From a treatment standpoint, pouchitis and GDUC might be independent phenomena. All patients with GDUC who received medical treatments that included 5-aminosalicylate, PSL, or biologics responded well, although 3 of 14 patients (21.4%) were treated with PSL, and 3 of 14 patients (21.4%) were treated with biologics as an immunosuppressive therapy. Moreover, after the remission of GDUC, no recurrences were found in patients who did not undergo maintenance therapy. However, 32 of 56 patients (57.1%) with pouchitis developed chronic pouchitis, including refractory, antibiotic-resistant, and antibody-dependent pouchitis.17 More than half of the pouchitis patients required maintenance therapy, including immunosuppressive agents. However, although pouchitis is highly refractory, most patients responded to antibiotic therapy; only 5 of 32 (15.6%) required additional PSL use, and 2 of 32 (6.3%) required additional biologic therapy. Therefore, the treatment strategies of GDUC and pouchitis are quite different. We suspect that a correlation between pouchitis and GDUC existed before this study. Although differences in the treatments of pouchitis and GDUC, which both involve lesions classified as UC-related lesions, might exist, the etiology remains unknown.

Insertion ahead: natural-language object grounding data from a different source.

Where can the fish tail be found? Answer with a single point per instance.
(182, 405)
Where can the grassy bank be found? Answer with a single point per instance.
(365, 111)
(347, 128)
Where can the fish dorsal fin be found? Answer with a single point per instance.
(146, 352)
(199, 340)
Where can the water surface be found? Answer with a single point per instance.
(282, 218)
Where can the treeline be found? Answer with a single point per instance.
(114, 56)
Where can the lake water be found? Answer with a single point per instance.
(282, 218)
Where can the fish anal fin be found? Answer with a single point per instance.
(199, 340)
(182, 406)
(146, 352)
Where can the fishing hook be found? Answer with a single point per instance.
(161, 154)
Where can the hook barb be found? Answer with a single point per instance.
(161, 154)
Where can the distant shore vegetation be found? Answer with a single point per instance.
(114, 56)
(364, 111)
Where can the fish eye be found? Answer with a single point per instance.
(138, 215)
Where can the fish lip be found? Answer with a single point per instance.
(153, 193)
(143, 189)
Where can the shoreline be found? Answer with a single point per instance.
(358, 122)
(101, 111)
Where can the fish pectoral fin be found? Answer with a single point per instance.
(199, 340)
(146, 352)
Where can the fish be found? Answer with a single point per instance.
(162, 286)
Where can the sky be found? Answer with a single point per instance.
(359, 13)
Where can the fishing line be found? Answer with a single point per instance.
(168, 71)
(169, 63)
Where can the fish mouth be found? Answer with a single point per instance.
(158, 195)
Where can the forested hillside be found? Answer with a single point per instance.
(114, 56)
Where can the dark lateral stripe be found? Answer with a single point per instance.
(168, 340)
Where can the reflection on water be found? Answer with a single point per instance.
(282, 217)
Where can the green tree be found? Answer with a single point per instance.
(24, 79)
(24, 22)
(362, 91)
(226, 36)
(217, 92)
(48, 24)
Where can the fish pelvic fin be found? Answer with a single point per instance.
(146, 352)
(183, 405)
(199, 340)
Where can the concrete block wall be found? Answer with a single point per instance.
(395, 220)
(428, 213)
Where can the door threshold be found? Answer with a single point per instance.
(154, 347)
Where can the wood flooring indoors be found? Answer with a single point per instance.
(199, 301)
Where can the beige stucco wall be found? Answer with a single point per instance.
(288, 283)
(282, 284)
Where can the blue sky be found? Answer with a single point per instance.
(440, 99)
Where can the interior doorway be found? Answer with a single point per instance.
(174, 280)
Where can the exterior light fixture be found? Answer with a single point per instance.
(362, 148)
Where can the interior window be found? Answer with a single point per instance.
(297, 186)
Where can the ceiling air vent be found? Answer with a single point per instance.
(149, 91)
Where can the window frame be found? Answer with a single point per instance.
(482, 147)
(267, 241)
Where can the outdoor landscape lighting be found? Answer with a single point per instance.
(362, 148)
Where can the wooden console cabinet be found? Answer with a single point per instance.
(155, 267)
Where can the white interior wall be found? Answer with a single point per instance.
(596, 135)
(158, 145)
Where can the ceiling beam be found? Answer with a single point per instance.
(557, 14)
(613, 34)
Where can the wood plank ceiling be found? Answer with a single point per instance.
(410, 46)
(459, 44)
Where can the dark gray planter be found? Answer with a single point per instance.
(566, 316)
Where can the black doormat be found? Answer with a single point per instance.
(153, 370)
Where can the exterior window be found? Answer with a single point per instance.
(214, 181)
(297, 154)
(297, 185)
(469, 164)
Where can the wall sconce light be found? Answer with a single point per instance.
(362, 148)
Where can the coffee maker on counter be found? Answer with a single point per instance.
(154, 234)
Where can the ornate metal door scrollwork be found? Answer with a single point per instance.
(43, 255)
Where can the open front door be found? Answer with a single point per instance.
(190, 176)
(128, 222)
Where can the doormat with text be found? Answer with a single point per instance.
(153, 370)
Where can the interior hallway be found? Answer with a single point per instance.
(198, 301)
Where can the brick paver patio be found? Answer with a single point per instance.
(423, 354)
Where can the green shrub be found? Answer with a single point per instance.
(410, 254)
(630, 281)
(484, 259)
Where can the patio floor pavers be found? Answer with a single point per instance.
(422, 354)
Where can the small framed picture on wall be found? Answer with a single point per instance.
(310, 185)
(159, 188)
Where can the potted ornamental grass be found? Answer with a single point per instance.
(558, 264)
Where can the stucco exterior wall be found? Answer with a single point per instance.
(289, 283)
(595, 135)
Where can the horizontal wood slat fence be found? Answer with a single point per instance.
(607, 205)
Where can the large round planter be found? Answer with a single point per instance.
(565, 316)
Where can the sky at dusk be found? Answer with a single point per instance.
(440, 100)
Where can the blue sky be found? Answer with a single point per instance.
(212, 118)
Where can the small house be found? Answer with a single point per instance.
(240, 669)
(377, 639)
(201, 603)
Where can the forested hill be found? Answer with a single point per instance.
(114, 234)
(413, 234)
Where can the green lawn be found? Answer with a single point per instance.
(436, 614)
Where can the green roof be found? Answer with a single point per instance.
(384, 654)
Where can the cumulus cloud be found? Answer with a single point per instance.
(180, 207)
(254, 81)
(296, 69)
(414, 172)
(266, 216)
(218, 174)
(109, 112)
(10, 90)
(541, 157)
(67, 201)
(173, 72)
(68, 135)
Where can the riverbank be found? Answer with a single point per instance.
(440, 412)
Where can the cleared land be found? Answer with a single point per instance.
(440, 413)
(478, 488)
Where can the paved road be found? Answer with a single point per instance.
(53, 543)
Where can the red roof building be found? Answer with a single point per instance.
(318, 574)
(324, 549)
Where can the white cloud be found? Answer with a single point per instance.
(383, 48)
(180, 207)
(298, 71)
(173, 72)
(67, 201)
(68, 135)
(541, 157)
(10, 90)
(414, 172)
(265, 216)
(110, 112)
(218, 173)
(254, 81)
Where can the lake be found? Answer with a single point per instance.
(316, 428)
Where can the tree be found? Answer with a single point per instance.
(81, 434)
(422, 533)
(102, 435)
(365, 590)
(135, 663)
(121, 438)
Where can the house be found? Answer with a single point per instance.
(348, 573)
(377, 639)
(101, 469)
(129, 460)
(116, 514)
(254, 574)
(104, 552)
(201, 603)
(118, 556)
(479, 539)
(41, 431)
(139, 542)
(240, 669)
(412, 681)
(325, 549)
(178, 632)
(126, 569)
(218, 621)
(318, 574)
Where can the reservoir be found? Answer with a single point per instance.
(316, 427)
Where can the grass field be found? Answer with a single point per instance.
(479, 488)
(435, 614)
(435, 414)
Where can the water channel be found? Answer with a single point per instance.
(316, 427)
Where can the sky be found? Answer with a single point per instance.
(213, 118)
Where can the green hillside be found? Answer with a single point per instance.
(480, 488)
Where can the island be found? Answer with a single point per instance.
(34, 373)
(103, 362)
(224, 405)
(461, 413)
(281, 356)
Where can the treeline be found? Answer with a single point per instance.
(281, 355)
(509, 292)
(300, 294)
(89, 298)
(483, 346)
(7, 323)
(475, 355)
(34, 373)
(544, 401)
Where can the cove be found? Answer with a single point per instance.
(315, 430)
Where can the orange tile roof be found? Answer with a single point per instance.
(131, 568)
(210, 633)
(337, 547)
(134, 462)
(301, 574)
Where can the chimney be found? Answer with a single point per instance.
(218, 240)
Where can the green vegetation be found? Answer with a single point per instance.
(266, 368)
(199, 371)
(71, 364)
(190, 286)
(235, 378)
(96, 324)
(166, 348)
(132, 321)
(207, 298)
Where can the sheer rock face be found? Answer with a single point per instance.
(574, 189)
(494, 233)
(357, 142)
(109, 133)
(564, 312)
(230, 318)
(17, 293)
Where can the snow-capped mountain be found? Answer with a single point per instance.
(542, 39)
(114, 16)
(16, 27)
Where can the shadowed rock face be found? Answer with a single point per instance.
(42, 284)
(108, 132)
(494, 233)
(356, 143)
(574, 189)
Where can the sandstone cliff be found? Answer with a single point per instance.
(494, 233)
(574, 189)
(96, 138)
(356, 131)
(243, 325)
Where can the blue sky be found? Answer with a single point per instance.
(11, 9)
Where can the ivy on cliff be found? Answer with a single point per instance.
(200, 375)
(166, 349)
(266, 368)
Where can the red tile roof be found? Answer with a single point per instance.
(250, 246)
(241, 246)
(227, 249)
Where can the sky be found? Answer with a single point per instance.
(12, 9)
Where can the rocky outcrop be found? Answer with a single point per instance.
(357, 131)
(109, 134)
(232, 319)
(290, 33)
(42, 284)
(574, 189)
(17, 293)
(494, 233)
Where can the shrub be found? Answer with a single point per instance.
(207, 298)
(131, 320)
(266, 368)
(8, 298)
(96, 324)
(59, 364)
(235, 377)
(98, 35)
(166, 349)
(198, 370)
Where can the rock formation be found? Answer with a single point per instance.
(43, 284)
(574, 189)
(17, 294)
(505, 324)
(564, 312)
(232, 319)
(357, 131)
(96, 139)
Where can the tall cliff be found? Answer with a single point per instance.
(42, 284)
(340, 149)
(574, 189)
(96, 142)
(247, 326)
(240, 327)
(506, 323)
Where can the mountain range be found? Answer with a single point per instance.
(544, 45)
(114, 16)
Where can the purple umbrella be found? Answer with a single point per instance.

One limitation of this study was its small sample size. Additionally, we analyzed only consenting patients. To precisely evaluate the incidence of and predictive factors for pouchitis, we should prospectively and consecutively analyze all patients who undergo RPC after surgery. However, such an analysis would be difficult because patients without multiple symptoms do not need to visit the outpatient clinic frequently. Patients who did not attend follow-up evaluations should not be discarded. If possible, all patients who undergo RPC should be prospectively examined in a future study to evaluate the actual incidence of pouchitis and GDUC and to clarify the predictive factors for these UC-related lesions.
An association between pouchitis and GDUC after RPC was observed. The existence of GDUC was identified as a predictive factor for pouchitis. However, pouchitis could not be predicted based on other background information. The etiology of pouchitis and GDUC should be determined in future studies to evaluate their predictive factors.
None of the authors of this manuscript have any commercial relationships that might pose a conflict of interest with the submitted article.